野田政権は、消費税の増税が必要であると言っているが、その前に2年前の選挙の時に、自ら国民に約束した公約を実現すべきである。「子ども手当、農業の所得補償、7万円の最低年金、後期高齢者の改革、年金の一元化、行政改革の無駄の撲滅。」様々な公約を掲げて政権についたわけであり、これらを実現したら14兆円の財源が出てくるとも言っていた。だから、選挙では消費税を上げる必要がないとも言っており、あれから2年、民主党は、自分たちの公約をいくつ実現したというのか。

年末の社会保障との一体改革では、いったいどんな年金制度にするのか、医療・介護の姿は、社会保障の将来の姿を数字的にまとめ、これだけの節約と必要性があるから、消費税の引き上げがどれだけ必要だと、数式で証明し、国民に説明したのであろうか。

荒っぽい素案だけまとめて、野党と事前に協議したいと言っているが、その前に、政府与党には、全省庁の官僚・スタッフ・学識者があり、国家の機関を総動員して、将来の国家の財政、社会保障、国民生活、経済状態、産業構造の姿を数字で展望し、そのための財政の国民負担を提案すべきである。野党に相談する前に、できるだけ早期に閣議決定して、消費税増税法案として、国会に提出すべきである。「事前に協議を。」と言うなら、連立の組み替え、大連立内閣を作って、その枠組みで責任を持ってやる意思があるのか、野田総理は、そこまでの腹を持っているのであろうか。

今の野田内閣の姿勢は、完全に甘えている。民主党内は、本当にまとまっているのか。
与党内の精緻な議論も、何の展望もないまま、物事を進めようとしているが、このままでは大混乱になってしまう。与党・政府の自らの責任を放棄して、国会の枠を壊して、与野党の枠もなくしてしまったら、大政翼賛会の議論のない国会になってしまい、国民の意思を反映した議会制民主主義が機能できなくなってしまうのである。

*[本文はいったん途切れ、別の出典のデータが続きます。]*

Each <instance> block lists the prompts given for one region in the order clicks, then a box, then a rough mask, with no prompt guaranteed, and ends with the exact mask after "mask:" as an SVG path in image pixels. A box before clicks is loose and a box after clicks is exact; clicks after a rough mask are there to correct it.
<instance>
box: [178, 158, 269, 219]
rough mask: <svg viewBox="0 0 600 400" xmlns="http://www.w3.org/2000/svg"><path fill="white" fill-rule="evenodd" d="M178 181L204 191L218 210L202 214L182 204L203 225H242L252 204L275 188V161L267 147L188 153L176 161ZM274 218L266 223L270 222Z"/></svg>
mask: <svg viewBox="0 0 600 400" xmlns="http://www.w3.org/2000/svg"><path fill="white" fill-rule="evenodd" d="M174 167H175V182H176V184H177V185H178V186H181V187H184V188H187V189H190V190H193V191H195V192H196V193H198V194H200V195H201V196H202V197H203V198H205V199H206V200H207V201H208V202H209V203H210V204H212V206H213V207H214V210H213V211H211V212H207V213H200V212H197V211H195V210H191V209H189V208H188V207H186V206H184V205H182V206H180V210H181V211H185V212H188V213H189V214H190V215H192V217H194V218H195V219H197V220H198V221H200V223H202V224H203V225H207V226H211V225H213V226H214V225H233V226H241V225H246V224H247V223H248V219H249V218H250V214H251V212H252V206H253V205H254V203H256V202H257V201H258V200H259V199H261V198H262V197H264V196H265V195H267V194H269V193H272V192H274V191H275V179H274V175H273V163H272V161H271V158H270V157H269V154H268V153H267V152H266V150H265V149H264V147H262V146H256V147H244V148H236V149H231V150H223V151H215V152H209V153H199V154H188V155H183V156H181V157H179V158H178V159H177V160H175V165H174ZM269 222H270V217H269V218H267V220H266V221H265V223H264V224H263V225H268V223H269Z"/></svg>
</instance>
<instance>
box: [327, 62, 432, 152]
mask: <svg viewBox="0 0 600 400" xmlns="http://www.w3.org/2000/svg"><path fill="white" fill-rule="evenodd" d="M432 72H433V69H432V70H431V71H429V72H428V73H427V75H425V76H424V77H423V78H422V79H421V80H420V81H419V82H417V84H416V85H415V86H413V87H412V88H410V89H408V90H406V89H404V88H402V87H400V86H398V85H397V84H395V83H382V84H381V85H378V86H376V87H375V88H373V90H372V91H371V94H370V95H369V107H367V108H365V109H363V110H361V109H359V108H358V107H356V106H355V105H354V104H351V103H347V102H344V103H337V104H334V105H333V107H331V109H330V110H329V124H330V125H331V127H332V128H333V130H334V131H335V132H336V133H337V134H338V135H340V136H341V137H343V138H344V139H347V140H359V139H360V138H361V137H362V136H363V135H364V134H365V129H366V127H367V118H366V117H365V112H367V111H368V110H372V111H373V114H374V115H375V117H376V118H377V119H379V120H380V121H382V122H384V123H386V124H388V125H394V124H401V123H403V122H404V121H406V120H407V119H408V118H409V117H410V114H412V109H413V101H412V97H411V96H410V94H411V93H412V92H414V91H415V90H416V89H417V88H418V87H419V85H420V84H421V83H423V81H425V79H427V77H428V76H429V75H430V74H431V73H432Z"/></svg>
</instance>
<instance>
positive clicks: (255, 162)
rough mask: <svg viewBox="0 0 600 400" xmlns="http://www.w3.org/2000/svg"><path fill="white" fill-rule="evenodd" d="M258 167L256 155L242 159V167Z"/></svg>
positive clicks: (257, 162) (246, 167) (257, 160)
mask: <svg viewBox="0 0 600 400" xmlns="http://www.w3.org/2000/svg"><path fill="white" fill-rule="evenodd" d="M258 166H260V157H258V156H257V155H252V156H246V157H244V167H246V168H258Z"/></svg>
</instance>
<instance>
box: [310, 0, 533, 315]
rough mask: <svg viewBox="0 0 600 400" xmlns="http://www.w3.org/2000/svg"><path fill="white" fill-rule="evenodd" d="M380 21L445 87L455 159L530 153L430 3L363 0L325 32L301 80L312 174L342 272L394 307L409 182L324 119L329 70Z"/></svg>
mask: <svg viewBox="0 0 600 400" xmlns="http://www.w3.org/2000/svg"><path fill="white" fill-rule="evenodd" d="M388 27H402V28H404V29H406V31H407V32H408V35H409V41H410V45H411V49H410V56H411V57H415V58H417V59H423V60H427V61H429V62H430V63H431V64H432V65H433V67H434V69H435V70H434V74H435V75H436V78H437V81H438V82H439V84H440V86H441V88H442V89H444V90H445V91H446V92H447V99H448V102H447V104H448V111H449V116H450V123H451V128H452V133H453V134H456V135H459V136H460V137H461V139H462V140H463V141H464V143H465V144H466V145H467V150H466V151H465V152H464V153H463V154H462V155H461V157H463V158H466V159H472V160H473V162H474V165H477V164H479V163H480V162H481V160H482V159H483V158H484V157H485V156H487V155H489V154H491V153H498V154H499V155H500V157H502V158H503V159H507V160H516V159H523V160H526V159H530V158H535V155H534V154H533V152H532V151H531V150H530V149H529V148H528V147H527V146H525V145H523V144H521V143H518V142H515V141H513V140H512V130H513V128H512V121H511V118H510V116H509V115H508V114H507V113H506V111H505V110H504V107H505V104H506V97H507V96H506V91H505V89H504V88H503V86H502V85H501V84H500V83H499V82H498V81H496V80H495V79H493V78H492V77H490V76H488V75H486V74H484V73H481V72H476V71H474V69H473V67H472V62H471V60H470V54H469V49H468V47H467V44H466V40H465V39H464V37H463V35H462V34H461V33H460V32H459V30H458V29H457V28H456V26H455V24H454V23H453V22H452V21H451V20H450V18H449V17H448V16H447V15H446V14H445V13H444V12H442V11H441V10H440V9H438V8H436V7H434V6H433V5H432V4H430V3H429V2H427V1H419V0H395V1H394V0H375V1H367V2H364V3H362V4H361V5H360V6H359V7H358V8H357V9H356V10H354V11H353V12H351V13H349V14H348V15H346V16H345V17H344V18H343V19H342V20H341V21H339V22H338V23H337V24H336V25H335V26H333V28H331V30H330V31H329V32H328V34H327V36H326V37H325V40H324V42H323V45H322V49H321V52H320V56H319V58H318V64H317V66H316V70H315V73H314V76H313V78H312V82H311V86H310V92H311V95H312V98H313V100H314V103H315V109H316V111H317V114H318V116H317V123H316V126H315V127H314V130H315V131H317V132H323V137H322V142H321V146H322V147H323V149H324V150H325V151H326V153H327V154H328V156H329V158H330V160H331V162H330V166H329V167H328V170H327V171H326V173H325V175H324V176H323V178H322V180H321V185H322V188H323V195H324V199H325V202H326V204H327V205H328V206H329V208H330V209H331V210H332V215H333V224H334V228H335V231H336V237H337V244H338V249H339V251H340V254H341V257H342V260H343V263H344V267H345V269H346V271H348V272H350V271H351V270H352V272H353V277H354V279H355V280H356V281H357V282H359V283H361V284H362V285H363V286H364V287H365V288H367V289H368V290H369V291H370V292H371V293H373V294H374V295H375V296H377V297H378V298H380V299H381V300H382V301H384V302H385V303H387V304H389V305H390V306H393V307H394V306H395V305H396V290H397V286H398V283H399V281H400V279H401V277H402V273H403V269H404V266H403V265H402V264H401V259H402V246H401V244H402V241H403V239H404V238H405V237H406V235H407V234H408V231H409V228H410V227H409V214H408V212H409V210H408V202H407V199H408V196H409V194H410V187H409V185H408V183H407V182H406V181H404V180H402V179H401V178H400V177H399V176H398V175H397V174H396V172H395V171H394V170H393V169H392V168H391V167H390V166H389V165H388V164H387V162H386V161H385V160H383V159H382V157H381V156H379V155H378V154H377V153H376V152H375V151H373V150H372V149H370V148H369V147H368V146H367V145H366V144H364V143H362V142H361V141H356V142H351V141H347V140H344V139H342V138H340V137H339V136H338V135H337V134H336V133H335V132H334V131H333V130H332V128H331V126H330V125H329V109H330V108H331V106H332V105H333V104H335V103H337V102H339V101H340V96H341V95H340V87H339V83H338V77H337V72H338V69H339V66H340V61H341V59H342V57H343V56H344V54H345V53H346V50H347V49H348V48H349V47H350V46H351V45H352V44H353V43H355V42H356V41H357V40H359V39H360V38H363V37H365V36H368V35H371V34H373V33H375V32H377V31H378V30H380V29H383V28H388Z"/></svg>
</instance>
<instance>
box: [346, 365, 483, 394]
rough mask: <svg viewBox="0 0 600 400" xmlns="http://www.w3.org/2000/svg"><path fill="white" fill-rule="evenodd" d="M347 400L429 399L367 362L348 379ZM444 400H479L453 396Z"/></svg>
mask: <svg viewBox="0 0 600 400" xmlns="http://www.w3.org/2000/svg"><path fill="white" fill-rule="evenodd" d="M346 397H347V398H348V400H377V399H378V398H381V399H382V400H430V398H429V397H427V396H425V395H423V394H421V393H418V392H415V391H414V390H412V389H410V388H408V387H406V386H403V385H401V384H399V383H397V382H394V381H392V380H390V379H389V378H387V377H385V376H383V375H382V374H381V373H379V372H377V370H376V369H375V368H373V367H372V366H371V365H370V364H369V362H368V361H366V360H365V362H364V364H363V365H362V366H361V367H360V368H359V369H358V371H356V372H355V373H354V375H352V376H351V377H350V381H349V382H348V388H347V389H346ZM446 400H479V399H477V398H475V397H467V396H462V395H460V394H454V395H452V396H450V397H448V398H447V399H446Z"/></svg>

野田政権のやるべきことは、できるだけ早く、数字に基づいた消費税の不等式を完成させ、消費税が、いつ、どれだけ必要であるのか、国民に示すことである。閣議決定をして、法案を国会に提出し、国会で議論し、国民に判断を求めるべきである。国民に負担を求めること、都合の悪いことだけ、野党に責任を求めてくるやり方は、政権与党ではない。
我々も、できるだけ早期にその議論を開始すべきである。